Madonna’s fans get a sugar-coated spectacle of fun
Ok, we give. U-u-uncllle! We’re entertained! We’re entertained! Madonna, you’re the bomb.
Now, what the heck was that all about?
We’ve seen theatrical concerts before – from awesome (the Rolling Stones and Cher) to awful (Britney Spears) – but Madonna, on the Re-invention Tour, seems determined to top them all in sheer spectacle even if the 105-minute extravaganza doesn’t cohere into a clear theme. The 45-year-old pop icon even sang live (quite well, too) while on the move. Please note that these are two simultaneous actions that, sadly, don’t go hand-in-hand these days among younger pop stars.
The tour – boasting 21 songs, from 1982’s Burning Up, reimagined as a new wave rocker, to 2003’s sublime ballad Nothing Fails – is one of the few moneymakers in a sorry summer season, and it opened in South Florida Wednesday night at Sunrise’s Office Depot Center. She has three shows to go – tonight in Sunrise and Sunday and Monday at Miami’s AmericanAirlines Arena.
It’s a feat of technical derring-do.

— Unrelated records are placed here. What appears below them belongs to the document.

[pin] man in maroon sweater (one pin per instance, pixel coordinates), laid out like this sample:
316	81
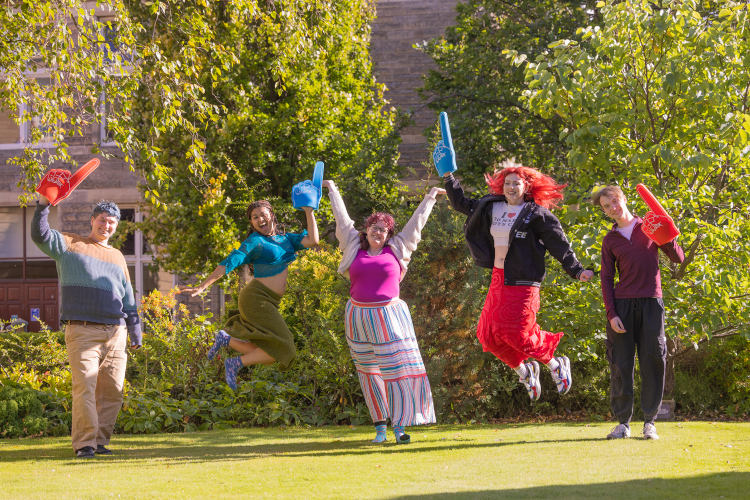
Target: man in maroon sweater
635	312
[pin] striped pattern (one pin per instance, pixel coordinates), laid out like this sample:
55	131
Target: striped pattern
94	279
389	365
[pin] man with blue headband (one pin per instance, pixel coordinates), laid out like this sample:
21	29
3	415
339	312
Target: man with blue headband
99	309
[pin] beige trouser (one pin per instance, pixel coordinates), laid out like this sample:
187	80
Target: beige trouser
97	363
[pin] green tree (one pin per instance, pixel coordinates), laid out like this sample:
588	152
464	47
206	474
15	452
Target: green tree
480	89
89	54
659	95
276	122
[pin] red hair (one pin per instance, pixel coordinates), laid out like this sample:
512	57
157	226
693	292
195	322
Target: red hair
540	188
385	218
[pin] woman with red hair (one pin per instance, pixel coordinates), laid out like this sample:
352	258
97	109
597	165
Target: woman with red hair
378	325
509	231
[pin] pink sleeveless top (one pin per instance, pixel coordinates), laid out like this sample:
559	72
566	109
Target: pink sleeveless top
374	279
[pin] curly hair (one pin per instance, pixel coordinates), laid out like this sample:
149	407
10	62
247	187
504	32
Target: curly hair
542	189
385	218
277	228
106	207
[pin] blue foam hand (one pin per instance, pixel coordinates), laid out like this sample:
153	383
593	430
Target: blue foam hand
444	155
305	194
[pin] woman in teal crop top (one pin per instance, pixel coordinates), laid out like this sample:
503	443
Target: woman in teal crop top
257	329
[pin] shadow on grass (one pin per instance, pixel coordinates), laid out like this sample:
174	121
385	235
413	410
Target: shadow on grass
211	446
721	485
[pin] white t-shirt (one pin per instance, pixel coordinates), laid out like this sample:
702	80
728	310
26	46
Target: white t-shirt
503	218
626	231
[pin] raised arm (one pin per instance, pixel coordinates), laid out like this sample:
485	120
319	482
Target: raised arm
312	238
459	201
345	231
405	242
47	239
248	251
552	235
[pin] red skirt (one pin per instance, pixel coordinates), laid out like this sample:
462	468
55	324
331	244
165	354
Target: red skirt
507	327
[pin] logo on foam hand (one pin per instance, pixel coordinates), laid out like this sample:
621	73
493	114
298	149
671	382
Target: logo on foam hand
650	225
60	178
441	151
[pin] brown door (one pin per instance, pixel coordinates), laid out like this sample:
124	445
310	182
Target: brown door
31	298
11	300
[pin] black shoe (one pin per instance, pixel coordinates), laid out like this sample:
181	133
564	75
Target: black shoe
85	452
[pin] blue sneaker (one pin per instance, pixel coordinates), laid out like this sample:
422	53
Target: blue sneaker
221	340
562	376
401	436
231	367
533	386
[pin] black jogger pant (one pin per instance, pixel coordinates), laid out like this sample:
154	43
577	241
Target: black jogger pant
644	331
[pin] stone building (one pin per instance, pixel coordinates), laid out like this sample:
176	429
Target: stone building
28	278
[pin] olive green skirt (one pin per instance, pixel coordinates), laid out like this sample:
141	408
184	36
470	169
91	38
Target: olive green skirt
259	321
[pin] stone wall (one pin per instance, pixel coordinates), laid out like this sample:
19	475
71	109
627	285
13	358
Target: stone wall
399	25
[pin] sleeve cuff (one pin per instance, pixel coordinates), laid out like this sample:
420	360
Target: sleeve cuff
135	334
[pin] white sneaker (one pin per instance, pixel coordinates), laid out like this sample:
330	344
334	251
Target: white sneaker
620	431
562	376
533	386
649	431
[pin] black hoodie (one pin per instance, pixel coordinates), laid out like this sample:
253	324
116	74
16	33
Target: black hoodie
535	231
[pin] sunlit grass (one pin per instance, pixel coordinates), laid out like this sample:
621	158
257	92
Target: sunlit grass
691	460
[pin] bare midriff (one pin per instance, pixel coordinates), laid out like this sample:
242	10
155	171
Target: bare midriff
500	252
277	282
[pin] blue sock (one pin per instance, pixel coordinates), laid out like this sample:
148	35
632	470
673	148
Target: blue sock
401	436
231	367
380	435
221	340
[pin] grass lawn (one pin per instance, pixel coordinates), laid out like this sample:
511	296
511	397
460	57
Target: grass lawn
691	460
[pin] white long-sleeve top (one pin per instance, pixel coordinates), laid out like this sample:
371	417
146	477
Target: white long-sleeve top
402	244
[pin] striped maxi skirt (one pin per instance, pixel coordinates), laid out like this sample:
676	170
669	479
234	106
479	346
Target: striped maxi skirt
389	365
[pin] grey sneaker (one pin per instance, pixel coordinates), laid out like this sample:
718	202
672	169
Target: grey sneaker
531	382
619	432
649	431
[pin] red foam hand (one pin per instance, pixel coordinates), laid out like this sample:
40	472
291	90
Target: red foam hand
57	184
659	228
650	200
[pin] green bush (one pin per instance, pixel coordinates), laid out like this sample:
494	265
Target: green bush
21	413
40	351
446	293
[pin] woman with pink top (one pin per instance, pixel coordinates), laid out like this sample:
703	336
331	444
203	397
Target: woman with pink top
378	325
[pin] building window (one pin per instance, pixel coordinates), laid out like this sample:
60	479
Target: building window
144	275
20	259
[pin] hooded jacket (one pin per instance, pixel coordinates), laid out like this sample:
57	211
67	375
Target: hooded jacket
535	232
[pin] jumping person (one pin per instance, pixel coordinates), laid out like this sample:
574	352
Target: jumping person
635	312
99	311
378	325
509	231
258	330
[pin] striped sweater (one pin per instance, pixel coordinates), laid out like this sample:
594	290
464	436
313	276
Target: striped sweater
94	279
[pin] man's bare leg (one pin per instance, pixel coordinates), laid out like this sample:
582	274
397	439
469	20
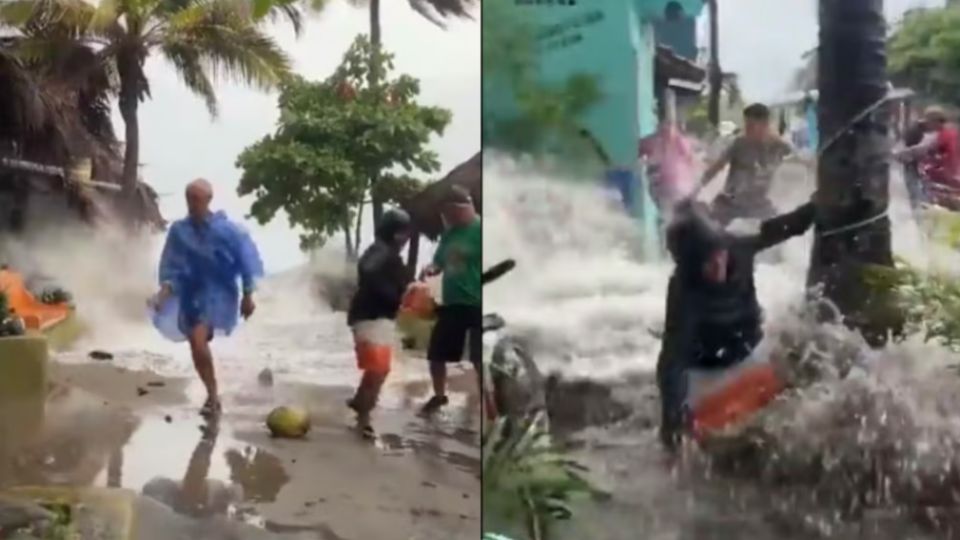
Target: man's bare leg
203	362
438	375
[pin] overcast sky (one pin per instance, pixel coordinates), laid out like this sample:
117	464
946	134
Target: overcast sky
180	142
763	40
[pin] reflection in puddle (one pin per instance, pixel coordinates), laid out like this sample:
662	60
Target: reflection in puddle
219	476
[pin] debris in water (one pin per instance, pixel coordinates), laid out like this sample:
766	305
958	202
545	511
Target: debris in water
100	355
290	422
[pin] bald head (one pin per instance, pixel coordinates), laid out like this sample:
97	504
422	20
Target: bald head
199	193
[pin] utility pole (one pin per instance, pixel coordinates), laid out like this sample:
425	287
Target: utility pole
853	230
716	75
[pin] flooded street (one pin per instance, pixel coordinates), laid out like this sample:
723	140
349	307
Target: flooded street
131	422
870	455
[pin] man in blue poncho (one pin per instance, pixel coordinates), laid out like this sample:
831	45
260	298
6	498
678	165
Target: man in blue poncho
203	259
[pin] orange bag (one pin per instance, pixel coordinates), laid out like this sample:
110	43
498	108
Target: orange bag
418	301
745	390
373	343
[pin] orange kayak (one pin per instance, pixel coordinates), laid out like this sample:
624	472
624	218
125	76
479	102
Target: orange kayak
35	314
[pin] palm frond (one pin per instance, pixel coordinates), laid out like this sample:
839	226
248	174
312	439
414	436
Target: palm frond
192	72
215	39
68	17
20	90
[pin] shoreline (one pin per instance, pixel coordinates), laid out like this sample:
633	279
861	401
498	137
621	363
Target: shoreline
111	426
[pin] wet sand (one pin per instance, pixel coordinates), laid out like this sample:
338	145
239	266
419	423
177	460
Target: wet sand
110	426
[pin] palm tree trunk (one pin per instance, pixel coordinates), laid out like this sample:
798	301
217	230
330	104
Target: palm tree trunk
129	103
716	75
853	175
375	40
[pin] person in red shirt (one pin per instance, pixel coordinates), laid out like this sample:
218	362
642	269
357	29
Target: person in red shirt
938	156
671	163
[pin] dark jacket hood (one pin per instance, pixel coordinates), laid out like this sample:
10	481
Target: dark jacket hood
392	222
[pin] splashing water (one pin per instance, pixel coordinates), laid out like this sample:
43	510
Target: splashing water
111	275
864	449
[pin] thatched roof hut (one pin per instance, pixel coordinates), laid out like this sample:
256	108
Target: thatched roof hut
50	118
424	208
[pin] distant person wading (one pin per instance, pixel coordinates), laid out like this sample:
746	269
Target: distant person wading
382	279
753	159
204	258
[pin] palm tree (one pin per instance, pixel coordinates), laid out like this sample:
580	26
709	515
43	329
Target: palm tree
435	11
199	38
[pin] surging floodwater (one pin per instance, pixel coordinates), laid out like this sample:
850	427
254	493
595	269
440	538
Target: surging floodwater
868	455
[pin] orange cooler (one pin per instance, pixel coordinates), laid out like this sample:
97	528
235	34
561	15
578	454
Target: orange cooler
721	398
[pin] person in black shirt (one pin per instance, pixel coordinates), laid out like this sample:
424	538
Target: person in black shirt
911	167
382	279
713	319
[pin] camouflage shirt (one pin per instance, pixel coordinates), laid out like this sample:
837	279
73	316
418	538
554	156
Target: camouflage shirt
752	166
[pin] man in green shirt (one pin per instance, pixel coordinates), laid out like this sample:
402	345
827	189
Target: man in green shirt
459	260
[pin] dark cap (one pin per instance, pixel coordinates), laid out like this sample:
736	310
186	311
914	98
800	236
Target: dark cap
457	195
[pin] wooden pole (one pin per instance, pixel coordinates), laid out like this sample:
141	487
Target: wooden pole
716	74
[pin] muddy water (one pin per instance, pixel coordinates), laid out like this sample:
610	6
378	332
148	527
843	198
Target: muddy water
839	455
419	478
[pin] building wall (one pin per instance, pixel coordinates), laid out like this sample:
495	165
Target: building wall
614	41
679	34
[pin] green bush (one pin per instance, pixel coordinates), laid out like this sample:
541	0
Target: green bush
930	300
528	485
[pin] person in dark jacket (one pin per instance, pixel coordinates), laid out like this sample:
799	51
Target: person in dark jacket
713	319
382	279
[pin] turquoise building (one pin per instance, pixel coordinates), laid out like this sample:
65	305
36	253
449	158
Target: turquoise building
615	41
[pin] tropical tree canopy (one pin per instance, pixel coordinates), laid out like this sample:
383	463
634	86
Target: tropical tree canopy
201	39
333	138
924	53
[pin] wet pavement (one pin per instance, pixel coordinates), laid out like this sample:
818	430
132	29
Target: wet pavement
232	472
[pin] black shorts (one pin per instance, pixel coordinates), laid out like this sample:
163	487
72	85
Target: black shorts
450	333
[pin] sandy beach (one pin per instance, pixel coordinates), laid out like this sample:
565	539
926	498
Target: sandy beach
110	426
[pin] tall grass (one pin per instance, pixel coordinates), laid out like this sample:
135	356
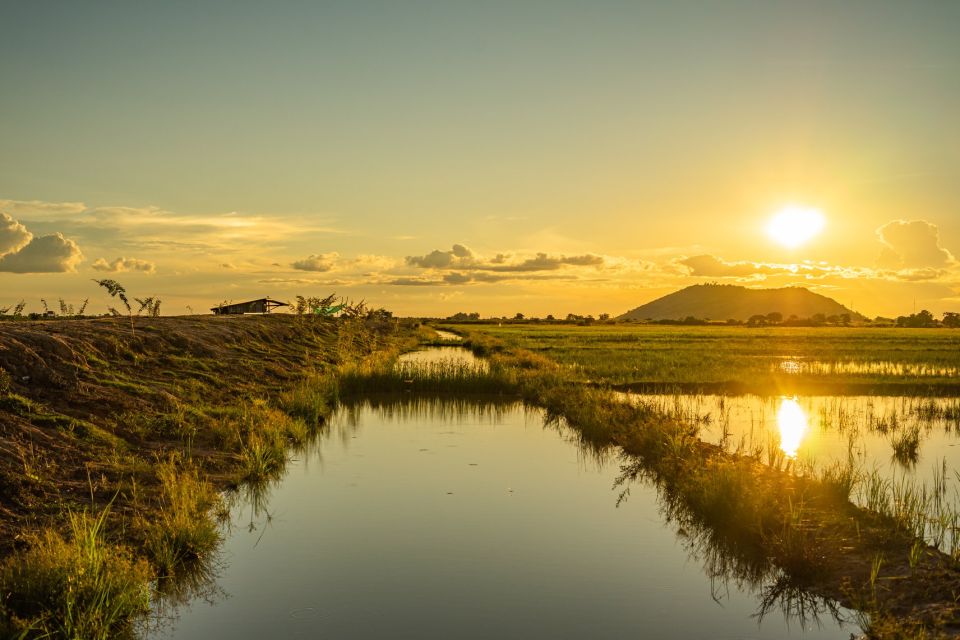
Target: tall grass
82	587
181	532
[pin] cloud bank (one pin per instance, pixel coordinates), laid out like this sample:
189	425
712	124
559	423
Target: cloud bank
124	264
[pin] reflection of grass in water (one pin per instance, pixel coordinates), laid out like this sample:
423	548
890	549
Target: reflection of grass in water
786	517
448	376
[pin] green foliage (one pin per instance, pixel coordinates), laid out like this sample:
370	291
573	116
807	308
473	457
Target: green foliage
151	305
734	359
181	532
83	587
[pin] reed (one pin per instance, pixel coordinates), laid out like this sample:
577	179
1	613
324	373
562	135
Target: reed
79	587
181	532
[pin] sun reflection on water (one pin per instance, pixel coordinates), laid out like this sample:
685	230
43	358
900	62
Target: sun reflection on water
792	422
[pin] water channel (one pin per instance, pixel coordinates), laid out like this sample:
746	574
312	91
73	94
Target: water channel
437	518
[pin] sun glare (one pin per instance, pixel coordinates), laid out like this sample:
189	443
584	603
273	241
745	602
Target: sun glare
795	225
792	423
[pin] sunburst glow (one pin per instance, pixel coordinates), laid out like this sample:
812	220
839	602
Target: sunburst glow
795	225
792	422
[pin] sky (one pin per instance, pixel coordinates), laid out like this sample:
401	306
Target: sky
496	157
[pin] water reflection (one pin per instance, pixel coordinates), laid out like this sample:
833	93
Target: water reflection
427	517
793	425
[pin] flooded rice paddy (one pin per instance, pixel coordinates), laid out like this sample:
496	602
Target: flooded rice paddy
418	517
435	518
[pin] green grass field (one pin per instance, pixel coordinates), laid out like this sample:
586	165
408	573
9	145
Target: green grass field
745	359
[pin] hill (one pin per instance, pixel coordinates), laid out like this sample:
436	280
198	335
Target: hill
723	302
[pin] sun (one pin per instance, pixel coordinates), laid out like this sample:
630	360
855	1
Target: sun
795	225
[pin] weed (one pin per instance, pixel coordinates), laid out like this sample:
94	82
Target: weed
83	587
181	531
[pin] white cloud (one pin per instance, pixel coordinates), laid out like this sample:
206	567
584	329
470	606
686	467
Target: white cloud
912	244
13	235
124	264
317	262
461	258
44	254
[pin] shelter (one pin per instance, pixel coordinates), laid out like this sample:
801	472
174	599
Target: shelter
263	305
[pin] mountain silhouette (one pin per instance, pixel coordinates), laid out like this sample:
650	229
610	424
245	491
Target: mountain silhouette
725	302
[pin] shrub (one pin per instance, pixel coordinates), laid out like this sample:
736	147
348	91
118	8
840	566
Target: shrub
77	588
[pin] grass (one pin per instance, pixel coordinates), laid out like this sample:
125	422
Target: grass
739	358
94	415
180	532
79	587
756	514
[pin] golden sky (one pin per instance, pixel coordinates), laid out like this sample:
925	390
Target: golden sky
435	157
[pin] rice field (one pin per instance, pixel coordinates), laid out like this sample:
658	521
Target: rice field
849	359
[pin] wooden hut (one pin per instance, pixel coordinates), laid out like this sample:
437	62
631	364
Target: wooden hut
263	305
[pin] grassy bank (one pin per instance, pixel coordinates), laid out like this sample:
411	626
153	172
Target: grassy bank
750	514
115	445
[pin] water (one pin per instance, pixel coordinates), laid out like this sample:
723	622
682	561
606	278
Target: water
435	355
819	431
815	433
436	519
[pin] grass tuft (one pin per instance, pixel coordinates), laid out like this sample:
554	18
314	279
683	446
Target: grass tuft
182	532
83	587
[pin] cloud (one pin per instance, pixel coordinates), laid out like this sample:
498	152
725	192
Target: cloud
13	235
317	262
44	254
543	262
42	209
461	258
458	256
124	264
714	267
912	244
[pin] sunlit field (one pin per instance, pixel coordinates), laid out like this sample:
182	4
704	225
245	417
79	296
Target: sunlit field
746	359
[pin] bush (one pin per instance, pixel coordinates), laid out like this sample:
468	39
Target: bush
77	588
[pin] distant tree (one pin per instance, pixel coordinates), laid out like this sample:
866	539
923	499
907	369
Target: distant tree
116	290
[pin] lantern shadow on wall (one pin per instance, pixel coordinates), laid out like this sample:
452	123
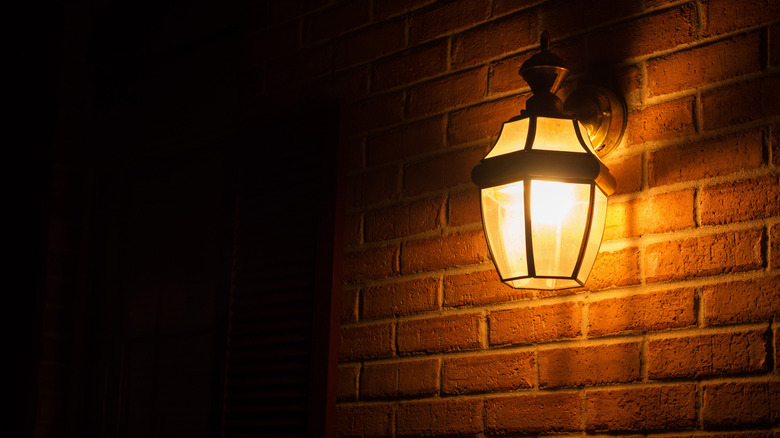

Madonna managed to fill her ample stage with a skateboarder, a tap dancer, a trapeze troupe and sermons on Kabbalah and the Iraq war (Bush is bad, we get it.)
Want more? Try military drills with Madonna clad as a Patty Hearst-like figure in camouflage fatigues for Express Yourself. Videos flashing images of war and a goofy President Bush look-alike cuddling with a Sadaam Hussein character; and gorgeous video screens masquerading as art installations. Broadway and Cirque du Soleil? Consider yourselves beaten into submission.
Like Madonna’s embarrassing rap in American Life, none of it makes much sense. But like a massive ice-cream sundae with whipped cream, nuts, chocolate and caramel sauces, and a cherry atop, the Re-invention Tour is the ultimate guilty pleasure but it’s also a load of empty calories.
Fun? You bet, most of the time. Madonna has an enviable body of pop hits spread over 20 years, and, for a change, she performed a good number of them as opposed to 2001’s pretentious Drowned World Tour. But she obviously didn’t think fans who paid $300 for a top ticket would be happy just to hear oldies like Material Girl – smartly reinvented with a rock guitar edge – Vogue or Like a Prayer unless they got a show.
As pop music, this was great stuff. Unfortunately, Madonna, the dominatrix of reinvention, has always been suspect when she gets into a groove about her cause du jour. The Kabbalah imagery was overbearing. Madonna don’t preach!
Her anti-war clips also trivialized the issue and felt about a year too late. At the time of the Iraq invasion, Madonna pulled her anti-Bush American Life video after seeing what happened to the Dixie Chicks who found their records yanked off the air after the country trio’s lead singer criticized the commander in chief.
Now that Michael Moore’s Fahrenheit 9/11 is a box-office smash and support for the war is wavering, Madonna goes whole-hog political on stage. Madonna, a mother of two, is no longer Madonna the brave.